Tuesday, March 01, 2005

Carnival of Bad History, issue #1
It's finally here, our first issue!! It's not as big as I had hoped, but it is the first issue, and it will grow.

Orac at Respectful Insolence how he came to take on the ultimate in bad history. The title tells all: "Musings on the 60th Anniversary of the Liberation of Auschwitz: How I discovered Holocaust denial." It is a sensitive and moving glimpse into a battle that rages over the internet every day.

Most of us, if we have heard of Trofim Lysenko, know him only as a Stalinist characture. Lysenko was a Soviet biologist who pushed some outdated theory of genetics, based on Marxist ideology and managed to single-handedly cause a famine. But how many of us cam detail that theory and place it within its history of science context. Coturnix looks at his book collection and gives us a lesson in what Lysenko believed, how he argued it, and even manages to find an occasional nice thing to say about him.

Jonathan Dresner of Cliopatria showed the kind of enthusiasm we like to see. He sent us not one, not two, but three contributions.

Contribution number one he calls his personal favorite from last year, a "whack at the Marco Polo myth." What is the myth?
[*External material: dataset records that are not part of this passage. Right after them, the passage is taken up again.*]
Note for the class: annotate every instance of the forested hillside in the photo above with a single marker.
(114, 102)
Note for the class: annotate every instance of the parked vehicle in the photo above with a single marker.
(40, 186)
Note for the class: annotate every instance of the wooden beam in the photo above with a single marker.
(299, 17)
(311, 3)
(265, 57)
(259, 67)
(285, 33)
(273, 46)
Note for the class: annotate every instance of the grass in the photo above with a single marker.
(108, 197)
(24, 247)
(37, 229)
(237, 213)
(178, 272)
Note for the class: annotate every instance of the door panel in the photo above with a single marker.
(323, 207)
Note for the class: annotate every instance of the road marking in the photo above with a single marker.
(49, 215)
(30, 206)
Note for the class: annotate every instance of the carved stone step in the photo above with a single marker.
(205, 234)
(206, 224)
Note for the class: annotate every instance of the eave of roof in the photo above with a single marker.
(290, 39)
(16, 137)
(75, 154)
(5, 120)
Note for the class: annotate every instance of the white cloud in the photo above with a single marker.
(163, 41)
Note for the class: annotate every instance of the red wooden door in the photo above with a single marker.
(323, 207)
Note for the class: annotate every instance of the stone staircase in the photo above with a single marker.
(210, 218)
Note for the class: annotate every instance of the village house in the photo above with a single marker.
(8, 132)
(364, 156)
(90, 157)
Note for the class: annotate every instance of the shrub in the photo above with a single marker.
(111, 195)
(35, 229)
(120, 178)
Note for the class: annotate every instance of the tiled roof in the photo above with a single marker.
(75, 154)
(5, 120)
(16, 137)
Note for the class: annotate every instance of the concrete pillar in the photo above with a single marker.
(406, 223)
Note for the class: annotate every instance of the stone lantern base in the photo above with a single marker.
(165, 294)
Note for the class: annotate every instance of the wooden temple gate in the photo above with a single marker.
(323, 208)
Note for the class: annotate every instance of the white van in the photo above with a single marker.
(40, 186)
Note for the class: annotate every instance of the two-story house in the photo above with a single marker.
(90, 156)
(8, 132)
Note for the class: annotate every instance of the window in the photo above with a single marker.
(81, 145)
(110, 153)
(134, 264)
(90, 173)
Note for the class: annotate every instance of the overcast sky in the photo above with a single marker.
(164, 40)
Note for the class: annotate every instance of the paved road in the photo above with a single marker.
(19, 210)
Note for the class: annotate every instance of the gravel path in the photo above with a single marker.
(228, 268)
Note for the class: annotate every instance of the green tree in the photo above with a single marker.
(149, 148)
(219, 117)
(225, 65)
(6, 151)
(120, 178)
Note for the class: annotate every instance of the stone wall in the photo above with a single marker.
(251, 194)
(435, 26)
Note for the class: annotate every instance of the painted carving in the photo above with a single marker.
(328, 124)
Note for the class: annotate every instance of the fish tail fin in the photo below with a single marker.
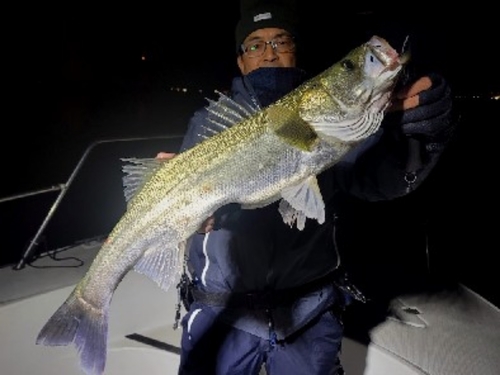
(75, 321)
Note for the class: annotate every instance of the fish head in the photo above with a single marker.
(348, 100)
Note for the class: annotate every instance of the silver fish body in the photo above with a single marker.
(268, 155)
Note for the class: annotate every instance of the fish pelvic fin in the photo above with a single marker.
(137, 172)
(302, 201)
(77, 322)
(161, 263)
(291, 128)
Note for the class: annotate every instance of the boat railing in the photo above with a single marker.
(169, 142)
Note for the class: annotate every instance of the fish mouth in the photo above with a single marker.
(388, 56)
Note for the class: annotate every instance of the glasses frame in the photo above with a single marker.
(272, 43)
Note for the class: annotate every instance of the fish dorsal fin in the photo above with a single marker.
(225, 112)
(161, 263)
(137, 172)
(302, 201)
(290, 127)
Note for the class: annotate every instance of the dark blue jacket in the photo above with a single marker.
(254, 250)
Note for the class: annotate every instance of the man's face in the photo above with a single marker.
(255, 43)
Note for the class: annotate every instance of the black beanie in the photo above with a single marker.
(262, 14)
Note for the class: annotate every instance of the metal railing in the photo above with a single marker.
(63, 188)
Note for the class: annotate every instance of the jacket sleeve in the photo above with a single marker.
(392, 163)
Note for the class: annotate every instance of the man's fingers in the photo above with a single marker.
(415, 88)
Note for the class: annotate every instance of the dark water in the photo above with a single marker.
(445, 229)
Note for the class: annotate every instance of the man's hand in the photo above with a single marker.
(424, 107)
(207, 225)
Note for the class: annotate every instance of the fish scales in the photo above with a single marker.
(272, 154)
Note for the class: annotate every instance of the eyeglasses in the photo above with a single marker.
(281, 44)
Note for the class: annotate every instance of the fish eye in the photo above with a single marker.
(348, 64)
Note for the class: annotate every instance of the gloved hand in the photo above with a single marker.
(423, 107)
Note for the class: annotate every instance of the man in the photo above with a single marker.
(269, 295)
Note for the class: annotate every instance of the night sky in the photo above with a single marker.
(75, 72)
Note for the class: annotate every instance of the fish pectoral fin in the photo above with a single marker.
(350, 130)
(137, 172)
(302, 201)
(161, 263)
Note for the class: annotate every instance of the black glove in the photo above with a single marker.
(431, 114)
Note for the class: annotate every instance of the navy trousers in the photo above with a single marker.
(210, 347)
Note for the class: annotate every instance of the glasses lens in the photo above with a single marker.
(282, 44)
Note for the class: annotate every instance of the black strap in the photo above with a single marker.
(262, 299)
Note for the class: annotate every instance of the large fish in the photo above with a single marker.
(258, 157)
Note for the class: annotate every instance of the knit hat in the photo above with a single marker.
(262, 14)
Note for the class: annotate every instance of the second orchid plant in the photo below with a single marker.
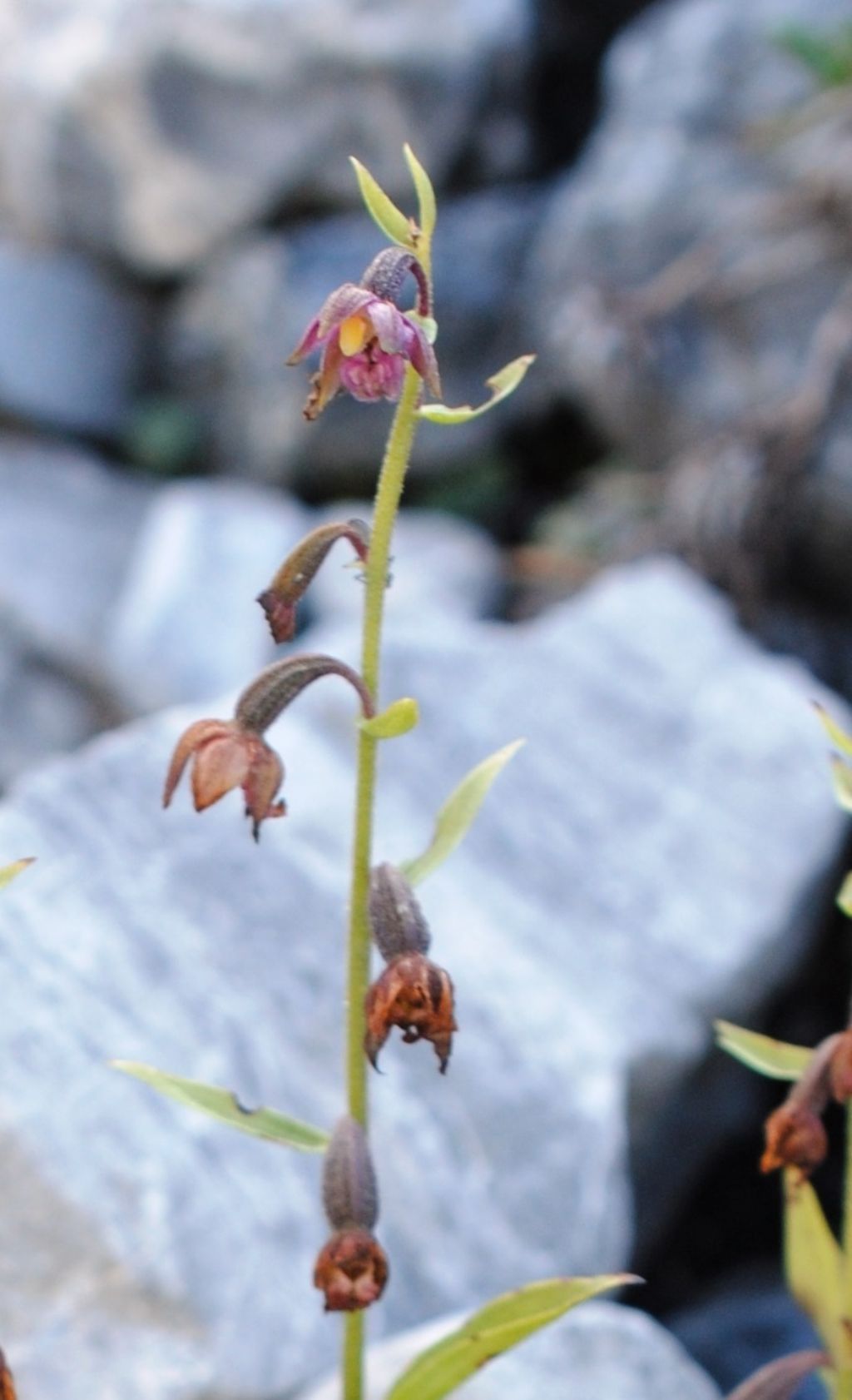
(374, 350)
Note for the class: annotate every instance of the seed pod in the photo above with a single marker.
(300, 568)
(417, 997)
(396, 919)
(350, 1193)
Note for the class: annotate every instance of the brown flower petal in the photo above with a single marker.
(351, 1270)
(795, 1137)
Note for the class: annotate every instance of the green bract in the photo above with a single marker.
(396, 720)
(501, 384)
(775, 1059)
(458, 812)
(225, 1106)
(492, 1330)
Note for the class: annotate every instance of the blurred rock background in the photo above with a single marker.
(656, 199)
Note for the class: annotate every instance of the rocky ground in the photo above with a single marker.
(669, 230)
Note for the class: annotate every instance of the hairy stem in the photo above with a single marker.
(385, 507)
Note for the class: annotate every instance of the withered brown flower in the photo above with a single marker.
(417, 997)
(7, 1387)
(230, 753)
(225, 755)
(351, 1270)
(795, 1135)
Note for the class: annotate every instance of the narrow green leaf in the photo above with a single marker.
(381, 207)
(8, 872)
(225, 1106)
(775, 1059)
(501, 384)
(458, 812)
(841, 741)
(426, 195)
(496, 1328)
(815, 1264)
(398, 718)
(844, 899)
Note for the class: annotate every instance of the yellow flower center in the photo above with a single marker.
(354, 334)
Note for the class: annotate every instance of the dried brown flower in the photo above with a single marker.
(230, 753)
(795, 1135)
(351, 1270)
(417, 997)
(840, 1069)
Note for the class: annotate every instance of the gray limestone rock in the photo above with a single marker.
(645, 862)
(151, 131)
(237, 322)
(597, 1350)
(72, 340)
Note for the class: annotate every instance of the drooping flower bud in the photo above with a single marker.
(417, 997)
(300, 568)
(230, 753)
(349, 1193)
(351, 1268)
(395, 916)
(7, 1387)
(412, 993)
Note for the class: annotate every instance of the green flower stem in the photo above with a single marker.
(385, 507)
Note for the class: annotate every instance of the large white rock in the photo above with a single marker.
(151, 129)
(645, 862)
(597, 1350)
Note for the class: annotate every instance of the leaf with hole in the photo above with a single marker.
(225, 1106)
(458, 812)
(775, 1059)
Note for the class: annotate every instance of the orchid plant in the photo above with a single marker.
(817, 1264)
(374, 350)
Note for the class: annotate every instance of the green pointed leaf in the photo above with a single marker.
(841, 741)
(225, 1106)
(8, 872)
(501, 384)
(398, 718)
(844, 899)
(426, 195)
(458, 812)
(815, 1264)
(381, 207)
(780, 1379)
(775, 1059)
(492, 1330)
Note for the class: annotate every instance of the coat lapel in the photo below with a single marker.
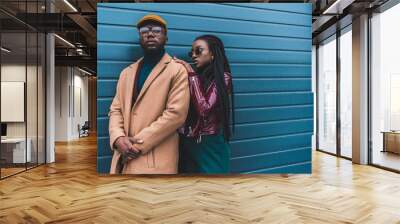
(157, 70)
(130, 82)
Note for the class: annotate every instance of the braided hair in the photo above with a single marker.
(217, 67)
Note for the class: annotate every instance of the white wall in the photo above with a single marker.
(69, 82)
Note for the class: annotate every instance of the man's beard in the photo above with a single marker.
(153, 51)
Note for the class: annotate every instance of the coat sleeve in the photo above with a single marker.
(116, 119)
(173, 116)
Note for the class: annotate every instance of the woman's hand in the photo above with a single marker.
(185, 64)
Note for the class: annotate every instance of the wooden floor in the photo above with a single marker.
(70, 191)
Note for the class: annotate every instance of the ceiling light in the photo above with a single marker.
(65, 41)
(86, 72)
(70, 5)
(5, 50)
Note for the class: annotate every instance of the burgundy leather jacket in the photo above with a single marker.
(202, 117)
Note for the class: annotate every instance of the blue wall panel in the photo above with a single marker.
(269, 49)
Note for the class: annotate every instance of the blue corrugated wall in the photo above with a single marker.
(269, 49)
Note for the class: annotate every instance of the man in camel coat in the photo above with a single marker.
(150, 104)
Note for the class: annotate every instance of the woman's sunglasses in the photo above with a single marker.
(197, 51)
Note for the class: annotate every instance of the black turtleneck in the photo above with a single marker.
(150, 60)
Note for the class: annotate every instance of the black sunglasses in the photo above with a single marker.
(197, 51)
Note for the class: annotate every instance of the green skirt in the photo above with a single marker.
(210, 156)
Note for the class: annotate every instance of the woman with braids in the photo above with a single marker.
(204, 138)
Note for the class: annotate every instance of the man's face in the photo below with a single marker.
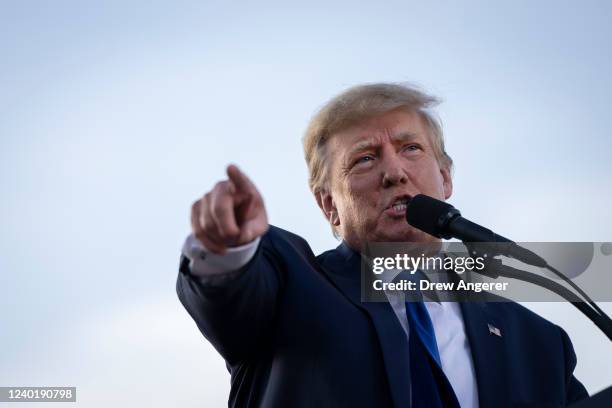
(376, 166)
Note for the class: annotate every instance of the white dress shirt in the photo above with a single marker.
(446, 317)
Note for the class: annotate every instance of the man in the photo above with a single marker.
(291, 325)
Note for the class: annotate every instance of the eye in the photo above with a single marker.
(363, 159)
(412, 147)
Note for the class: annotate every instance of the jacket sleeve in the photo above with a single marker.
(575, 391)
(235, 313)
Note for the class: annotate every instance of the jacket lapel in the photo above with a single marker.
(485, 333)
(344, 269)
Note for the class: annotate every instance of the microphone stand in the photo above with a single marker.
(495, 268)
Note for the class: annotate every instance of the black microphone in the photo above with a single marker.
(442, 220)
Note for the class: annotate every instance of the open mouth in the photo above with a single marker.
(399, 205)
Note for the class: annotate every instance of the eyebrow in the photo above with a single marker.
(367, 144)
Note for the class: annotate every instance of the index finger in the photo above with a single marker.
(239, 179)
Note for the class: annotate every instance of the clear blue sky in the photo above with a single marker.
(115, 116)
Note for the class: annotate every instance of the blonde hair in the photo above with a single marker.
(361, 102)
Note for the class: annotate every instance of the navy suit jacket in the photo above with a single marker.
(294, 333)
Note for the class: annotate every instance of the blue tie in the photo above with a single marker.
(420, 322)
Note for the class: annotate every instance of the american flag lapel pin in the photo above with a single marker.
(494, 330)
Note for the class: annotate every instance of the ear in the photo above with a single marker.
(327, 206)
(447, 182)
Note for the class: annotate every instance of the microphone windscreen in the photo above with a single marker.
(425, 212)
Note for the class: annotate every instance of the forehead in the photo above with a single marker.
(387, 127)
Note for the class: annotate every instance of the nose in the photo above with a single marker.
(393, 172)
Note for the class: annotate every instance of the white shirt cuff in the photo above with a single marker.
(205, 263)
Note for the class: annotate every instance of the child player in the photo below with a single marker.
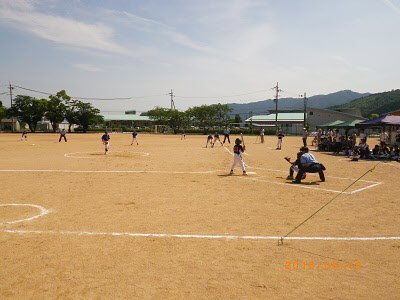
(209, 140)
(296, 165)
(216, 138)
(237, 156)
(280, 137)
(106, 141)
(24, 135)
(134, 137)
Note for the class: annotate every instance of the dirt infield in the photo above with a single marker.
(163, 220)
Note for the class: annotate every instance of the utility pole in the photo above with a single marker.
(305, 109)
(172, 100)
(277, 90)
(251, 122)
(12, 119)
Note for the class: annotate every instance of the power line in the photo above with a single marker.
(89, 98)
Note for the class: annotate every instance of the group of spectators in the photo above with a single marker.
(334, 141)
The idea that Polo ever made it all the way to China.

Contribution number two finds a childish myth embedded in the President's second inaugural address.

Contribution number three takes aim at a historically trained neo-con's fantasy and holes it below the waterline. He also gives us some tasty folk music to wash down our history lesson.

Finally, my own contribution is actually an old post that I republished last month as an example of the kind of thing I had in mind for the carnival and just because I like insulting what passes for intellectual honesty among our leaders. Condi and Rummy tell us about the German Werewolf program, but their explanation fits better in a Captain America comic book than a peer reviewed history book.

And that's it. Our first issue has been short but sweet. Many people who expressed interest in the idea of bad history also expressed some shyness that their work was not good enough. Nonsense, truth is not the exclusive property those who lucky enough to be paid to pursue it. This week I'm going out recruiting posts and I won't take no for an answer.

Issue #2 will be out on the ides of March. I'll also be hosting that issue here at archy, but Alan gets to write it.